Costa Rica News – Costa Rica already boasts 5% of the world’s biodiversity and as a land bridge between North and South America Costa Rica is the causeway for migrating bird species between these 2 continents making this country famous for bird watching.
In January Costa Rica has another bird to the registry called the Spizella Pallida, commonly known as Pale Sparrow, which was placed first in the Botanical Garden of CATIE (Tropical Agricultural Research and Higher Education) in Turrialba.
The bird was seen and photographed by Steven Aguilar, a student of tourism at the University of Costa Rica (UCR), while on a tour of the Botanical Garden birds of the institution.
In January 2013, Julio Sanchez and Daniel Martinez, Ornithologists Union, Costa Rica, visited the garden to observe the bird, its habitat and take pictures of the new species.
“For us this is great news, shows that sustainability policies that CATIE has been developed and implemented in recent years are paying off. It also confirms Turrialba fame as a destination for tourism like bird watching, “said Alejandro Solano, head of CATIE Botanical Garden.
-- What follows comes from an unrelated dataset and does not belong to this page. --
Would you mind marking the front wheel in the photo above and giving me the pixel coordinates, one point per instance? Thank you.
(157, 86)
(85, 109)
According Ornithologists Union, Costa Rica, the Spizella Pallida has never before been recorded in Costa Rica, since the bulk of the migrant population of this bird goes to Mexico, which is why the new record is considered accidental.
In this regard, Sanchez explained that this record does not necessarily mean that the species has increased its range, but rather it is a casual or occasional visitor.
The Pale Sparrow belongs to the family Emberizidae, measured between 12 and 13.5 cm, his chest is pale and unlined, has a clear feature borders through the crown and a brown patch clearly delineated in the ear, feeding on seeds, insects and small fruits. Usually this bird nests in Canada and the United States and winters primarily in Mexico.